Australian author Jane Caro has backtracked on her comment “housewives are prostitutes” after causing a stir on social media.

On ABC TV’s Q&A for “Festival of Dangerous Ideas” episode on Monday night, the social commentator came under fire for comparing housewives to prostitutes. In the wake of ex-journalist Amanda Goff’s recent revelation of her double life as a prostitute, the participating panel was asked about sex workers.

Read: Ex-Journalist Amanda Goff Reveals Double Life as Highly Paid Prostitute

“I’m going to say something really dangerous now,” Caro said, aware that her following words would be controversial. “I would argue that traditional marriage, which included conjugal rights, particularly when women were not able to go to work or were fired when they first got married, and were basically selling their reproductive rights to their husband... was a form of prostitution.

“He bought them by giving her room and board in return.”

Caro’s analogy didn’t sit well with some viewers, who blasted the author for allegedly callously demeaning the roles of housewives to a paid-for sex worker.

Jane Caro says marriage is prostitution on #qanda That makes me feel cheap; Obviously Jane has some issues #auspol #melbourne #sydney

— Polymorpheous (@polymorpheous) September 3, 2014

#wifenotwhore I chose marriage I'm not a prostitute. #qanda #janecaro — narelle selwood (@nellyselly) September 2, 2014

@JaneCaro My mother is a prostitute is she? Raising 4 boys makes her a whore? #qanda

— Bradley Tanner (@Braddlesadl) September 2, 2014

Caro appeared to have backtracked on her own words, but insisted that she was talking about marriages in the olden days when marriages were considered an economic transaction.

Writing a column for Fairfax Media, she clarified what she meant by the analogy, admitting that she “obviously expressed myself badly.”
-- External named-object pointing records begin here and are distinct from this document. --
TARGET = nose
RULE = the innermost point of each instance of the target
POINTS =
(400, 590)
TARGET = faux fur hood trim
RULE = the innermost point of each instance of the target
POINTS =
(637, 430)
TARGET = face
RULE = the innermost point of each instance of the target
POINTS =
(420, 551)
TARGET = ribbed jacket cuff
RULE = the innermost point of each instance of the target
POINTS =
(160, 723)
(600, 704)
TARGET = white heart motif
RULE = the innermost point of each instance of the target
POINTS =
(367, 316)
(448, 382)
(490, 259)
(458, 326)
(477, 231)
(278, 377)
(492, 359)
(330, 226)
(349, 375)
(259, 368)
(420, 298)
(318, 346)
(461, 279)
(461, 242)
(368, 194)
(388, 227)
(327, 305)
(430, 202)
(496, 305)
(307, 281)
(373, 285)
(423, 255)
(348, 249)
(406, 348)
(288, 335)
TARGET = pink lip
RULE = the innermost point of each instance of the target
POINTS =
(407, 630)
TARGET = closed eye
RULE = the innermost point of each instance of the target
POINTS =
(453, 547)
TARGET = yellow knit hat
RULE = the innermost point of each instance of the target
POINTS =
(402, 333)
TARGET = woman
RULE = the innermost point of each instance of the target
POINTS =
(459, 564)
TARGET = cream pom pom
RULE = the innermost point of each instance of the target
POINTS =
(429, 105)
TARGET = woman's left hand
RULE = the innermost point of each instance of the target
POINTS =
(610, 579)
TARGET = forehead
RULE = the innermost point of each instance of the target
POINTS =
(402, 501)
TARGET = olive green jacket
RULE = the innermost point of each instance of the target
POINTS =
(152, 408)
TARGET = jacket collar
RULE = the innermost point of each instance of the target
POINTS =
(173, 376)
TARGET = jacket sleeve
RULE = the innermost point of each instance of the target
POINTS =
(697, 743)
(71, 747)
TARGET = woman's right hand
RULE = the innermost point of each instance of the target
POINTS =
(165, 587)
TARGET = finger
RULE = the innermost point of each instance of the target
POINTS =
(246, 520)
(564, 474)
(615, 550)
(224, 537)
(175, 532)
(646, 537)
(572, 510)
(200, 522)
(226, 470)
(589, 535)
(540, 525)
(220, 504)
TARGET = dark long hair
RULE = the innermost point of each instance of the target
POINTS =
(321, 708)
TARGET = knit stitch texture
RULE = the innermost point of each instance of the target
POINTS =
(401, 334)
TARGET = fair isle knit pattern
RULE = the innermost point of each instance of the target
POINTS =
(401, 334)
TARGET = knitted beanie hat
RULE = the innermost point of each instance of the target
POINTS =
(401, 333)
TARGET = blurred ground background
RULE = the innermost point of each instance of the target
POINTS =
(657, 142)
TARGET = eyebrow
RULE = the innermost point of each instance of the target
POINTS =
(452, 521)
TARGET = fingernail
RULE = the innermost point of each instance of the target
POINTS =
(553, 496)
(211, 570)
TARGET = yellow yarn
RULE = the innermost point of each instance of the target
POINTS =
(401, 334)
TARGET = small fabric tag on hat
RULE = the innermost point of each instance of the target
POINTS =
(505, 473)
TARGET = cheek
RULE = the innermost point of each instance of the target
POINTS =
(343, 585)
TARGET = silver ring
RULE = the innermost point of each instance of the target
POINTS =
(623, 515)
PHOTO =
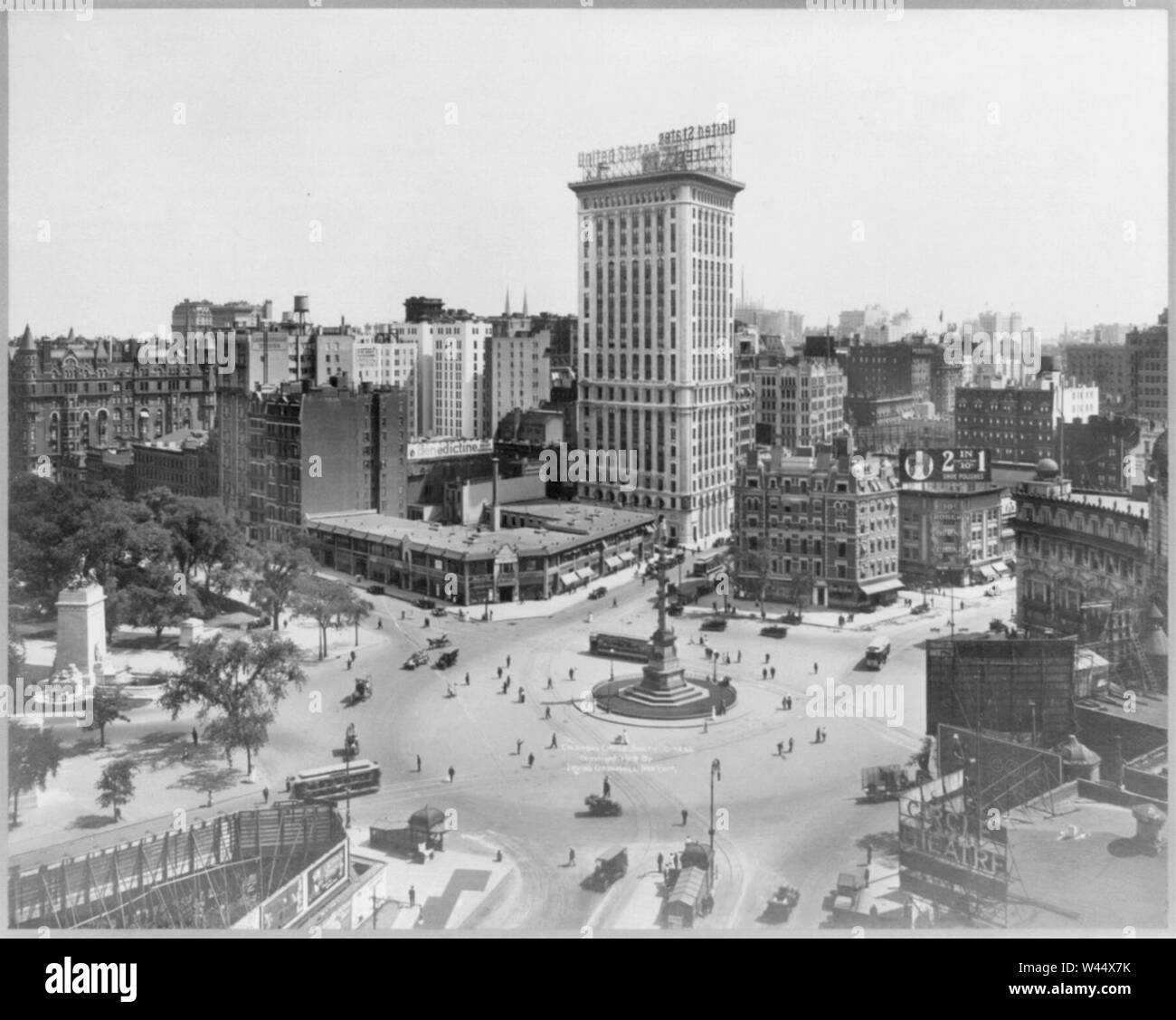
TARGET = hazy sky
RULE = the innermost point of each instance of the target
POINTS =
(340, 118)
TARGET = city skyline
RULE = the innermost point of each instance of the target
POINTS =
(240, 187)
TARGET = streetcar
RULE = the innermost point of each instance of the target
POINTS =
(336, 781)
(621, 646)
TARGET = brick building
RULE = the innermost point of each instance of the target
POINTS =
(818, 526)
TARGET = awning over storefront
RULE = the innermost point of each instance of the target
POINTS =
(878, 587)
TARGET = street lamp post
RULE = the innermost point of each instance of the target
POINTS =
(714, 774)
(349, 744)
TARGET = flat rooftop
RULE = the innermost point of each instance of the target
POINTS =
(563, 526)
(1096, 880)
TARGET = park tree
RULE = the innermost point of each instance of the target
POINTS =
(15, 655)
(246, 729)
(240, 679)
(204, 536)
(755, 565)
(326, 603)
(109, 705)
(279, 567)
(33, 756)
(117, 785)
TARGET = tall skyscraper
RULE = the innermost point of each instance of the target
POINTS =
(657, 357)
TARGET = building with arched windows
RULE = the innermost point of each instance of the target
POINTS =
(69, 396)
(1082, 562)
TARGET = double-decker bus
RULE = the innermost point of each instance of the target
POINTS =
(706, 565)
(621, 646)
(336, 781)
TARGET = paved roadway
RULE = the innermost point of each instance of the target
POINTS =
(794, 819)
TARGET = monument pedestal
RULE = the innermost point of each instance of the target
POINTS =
(81, 630)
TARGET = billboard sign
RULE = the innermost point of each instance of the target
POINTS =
(945, 463)
(942, 844)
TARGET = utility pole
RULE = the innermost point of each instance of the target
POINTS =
(716, 773)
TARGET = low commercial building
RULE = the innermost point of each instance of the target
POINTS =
(541, 548)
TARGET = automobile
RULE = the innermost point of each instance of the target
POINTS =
(601, 806)
(610, 867)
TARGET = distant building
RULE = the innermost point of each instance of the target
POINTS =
(1106, 367)
(814, 526)
(1019, 424)
(1105, 454)
(1148, 352)
(951, 533)
(799, 403)
(185, 462)
(1082, 562)
(541, 548)
(70, 395)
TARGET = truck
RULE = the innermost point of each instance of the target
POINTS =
(886, 781)
(877, 652)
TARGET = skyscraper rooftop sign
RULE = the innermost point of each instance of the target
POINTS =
(693, 148)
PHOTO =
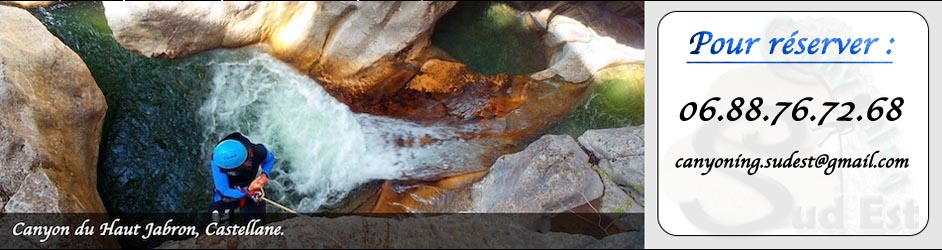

“I was trying to talk about marriage in the bad old days when it was much more of an economic transaction than it is today. Once, when married women were unable to retain their own earnings or property (only changed in Britain in 1882), they had no rights to their own children. When a husband had not only his conjugal rights enshrined in law but also the right to ‘discipline’ his wife as he saw fit, society very much made women the possessions of their husbands.

“Women’s currency was pretty much reduced to – as I said – their sexual and reproductive capacity. That still did not make the women in such relationships prostitutes but it did make marriage much more about survival than choice.”

She also insisted to AAP that she was not calling modern wives prostitutes.

“I have been married for 39 years, I was at home with small children for five years. Why would I say such a thing?”